Çoğu hastada tipik belirtilerin görülmediğine dikkat çeken Uzm. Dr. Ömer Faruk Yolcu, şöyle devam etti:
“Anemi, yorgunluk, gaz ve karında şişkinlik, rahatsızlık, kemik erimesi, infertilite artık daha sık görülür. Çölyak hastalığının tanısı için özel kan tetkikleri yapılır. Bunlarda pozitiflik varsa, oniki parmak bağırsağından biyopsi alınıp değerlendirilir. Biyopside çölyak hastalığı ile uyumlu değişiklikler saptandığında tanı konulur.
Uzun süre tanı almayıp tedavi olmayan çölyak hastalığının yol açtığı diğer problemler otoimmün hastalıklar, kemik erimesi, bağırsak lenfomasıdır. Hasta kişinin gluten almaması, eksik olan vitaminlerin verilmesi sağlanır.”

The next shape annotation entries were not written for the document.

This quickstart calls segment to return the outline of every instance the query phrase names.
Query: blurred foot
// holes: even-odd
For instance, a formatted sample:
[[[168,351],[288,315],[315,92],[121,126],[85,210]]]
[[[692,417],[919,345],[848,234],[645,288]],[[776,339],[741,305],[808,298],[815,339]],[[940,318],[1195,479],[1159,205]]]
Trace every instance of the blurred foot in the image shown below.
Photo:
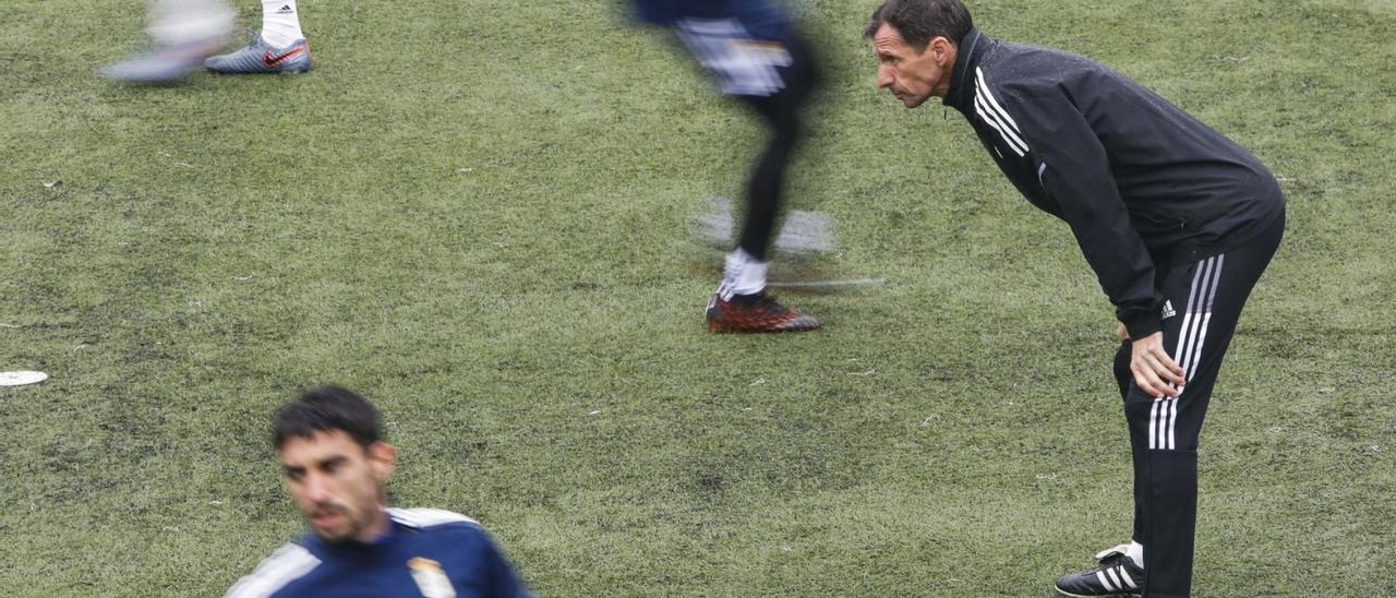
[[[310,70],[310,45],[304,39],[272,48],[261,34],[248,32],[247,46],[230,54],[212,56],[204,67],[223,74],[304,73]]]
[[[713,293],[705,319],[708,330],[713,333],[797,333],[819,328],[818,319],[786,307],[765,292],[733,295],[732,299]]]
[[[190,74],[204,59],[218,52],[222,41],[201,41],[184,45],[156,45],[130,57],[102,67],[102,77],[137,85],[172,82]]]

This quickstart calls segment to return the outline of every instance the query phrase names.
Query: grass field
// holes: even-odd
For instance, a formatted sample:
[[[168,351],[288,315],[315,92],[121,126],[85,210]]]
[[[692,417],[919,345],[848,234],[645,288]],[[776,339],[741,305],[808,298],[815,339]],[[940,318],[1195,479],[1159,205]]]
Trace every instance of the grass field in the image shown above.
[[[246,24],[258,6],[235,3]],[[403,506],[542,595],[1046,597],[1127,539],[1108,302],[963,119],[819,0],[793,205],[815,334],[711,335],[691,219],[747,115],[610,1],[302,0],[315,70],[123,88],[138,0],[4,8],[0,595],[219,595],[300,530],[304,386],[387,416]],[[1198,597],[1396,595],[1396,3],[972,3],[1259,155],[1290,225],[1202,437]],[[60,183],[54,183],[60,182]]]

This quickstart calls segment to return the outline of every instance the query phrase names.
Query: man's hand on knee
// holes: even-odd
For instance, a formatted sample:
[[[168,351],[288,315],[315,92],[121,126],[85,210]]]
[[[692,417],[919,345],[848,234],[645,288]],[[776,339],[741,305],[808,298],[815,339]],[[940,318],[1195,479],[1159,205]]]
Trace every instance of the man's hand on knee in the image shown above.
[[[1121,328],[1124,328],[1121,326]],[[1128,338],[1128,333],[1124,331]],[[1134,373],[1135,386],[1149,393],[1153,398],[1177,397],[1182,391],[1187,380],[1182,377],[1182,367],[1168,356],[1163,347],[1163,333],[1153,333],[1129,347],[1129,372]],[[1177,388],[1170,388],[1168,384]]]

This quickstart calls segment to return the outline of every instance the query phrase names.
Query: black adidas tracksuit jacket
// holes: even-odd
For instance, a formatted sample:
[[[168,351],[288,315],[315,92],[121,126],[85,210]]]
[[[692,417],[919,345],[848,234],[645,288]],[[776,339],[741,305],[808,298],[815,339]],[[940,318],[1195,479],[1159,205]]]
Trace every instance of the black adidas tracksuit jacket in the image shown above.
[[[1058,590],[1187,597],[1198,437],[1241,309],[1283,236],[1284,196],[1249,152],[1104,66],[979,29],[958,48],[945,103],[1029,201],[1071,225],[1131,338],[1161,333],[1187,380],[1154,398],[1134,381],[1131,342],[1115,352],[1143,580],[1115,567]]]
[[[1226,251],[1283,214],[1254,155],[1076,54],[972,29],[944,102],[1033,205],[1071,225],[1135,340],[1160,330],[1156,264]]]

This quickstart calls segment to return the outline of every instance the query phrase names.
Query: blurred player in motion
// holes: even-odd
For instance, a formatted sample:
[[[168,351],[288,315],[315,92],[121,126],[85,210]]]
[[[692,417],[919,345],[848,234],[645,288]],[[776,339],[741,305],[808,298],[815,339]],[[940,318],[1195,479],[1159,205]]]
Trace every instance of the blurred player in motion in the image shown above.
[[[212,56],[228,43],[235,13],[223,0],[151,0],[147,34],[151,48],[102,68],[102,75],[131,84],[163,84],[204,66],[216,73],[302,73],[310,70],[310,46],[300,31],[296,0],[262,0],[262,31],[242,50]]]
[[[145,27],[151,48],[106,66],[102,75],[133,84],[183,78],[228,43],[233,17],[223,0],[151,0]]]
[[[818,75],[804,39],[793,20],[768,0],[635,0],[635,6],[641,20],[673,29],[718,77],[723,94],[754,109],[771,130],[747,180],[737,247],[727,254],[722,284],[708,303],[708,330],[818,328],[814,316],[766,293],[766,251],[780,211],[786,166],[800,138],[801,109]]]
[[[398,451],[363,397],[338,387],[302,394],[276,412],[272,443],[310,532],[262,560],[228,598],[529,595],[475,520],[388,507]]]

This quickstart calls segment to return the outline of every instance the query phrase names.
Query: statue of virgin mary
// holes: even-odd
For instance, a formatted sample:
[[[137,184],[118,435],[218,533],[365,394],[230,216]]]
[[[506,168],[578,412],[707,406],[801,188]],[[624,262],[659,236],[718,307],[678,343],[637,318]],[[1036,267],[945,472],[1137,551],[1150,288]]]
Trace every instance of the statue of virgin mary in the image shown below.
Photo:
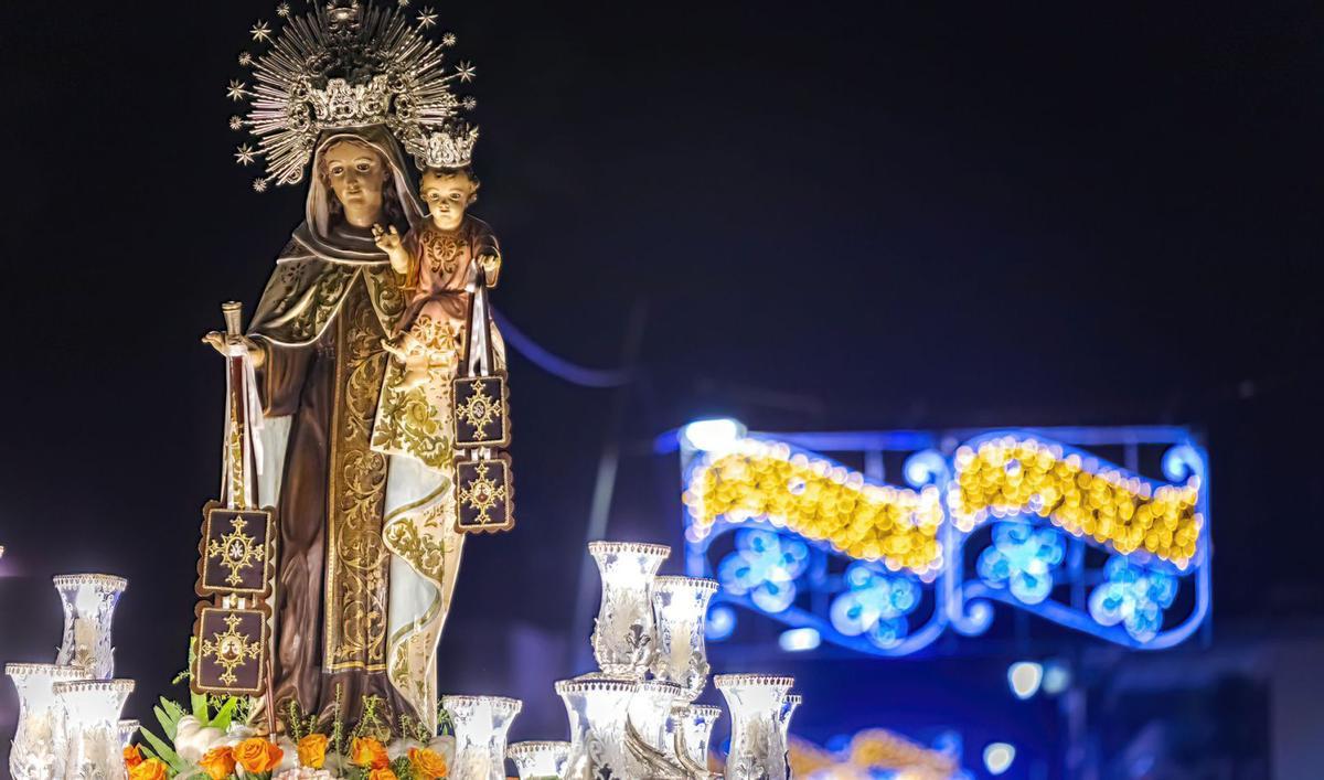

Glutensiz diyet hakkında da bilgilendirmede bulunan Uzm. Dr. Ömer Faruk Yolcu, “Glutensiz diyet buğday, çavdar, arpa ve yulaf içeren tüm gıdaların tüketilmemesidir. Mısır, patates, pirinç, soya ununda gluten bulunmaz. Diyete uyulması ile yaşam kalitesi ve şikâyetleri düzelir. Bu diyet ömür boyu sürmelidir. Birinci derece akrabalarında çölyak olan, açıklanamayan ishal, şişkinlik, gaz şikâyetleri, açıklanmayan demir eksikliği anemisi, vitamin E veya K eksikliği, osteoporoz, hipokalsemi, açıklanamayan karaciğer testlerinde bozukluk olan kişilerde çölyak testleri yapılmalıdır” ifadelerine yer verdi.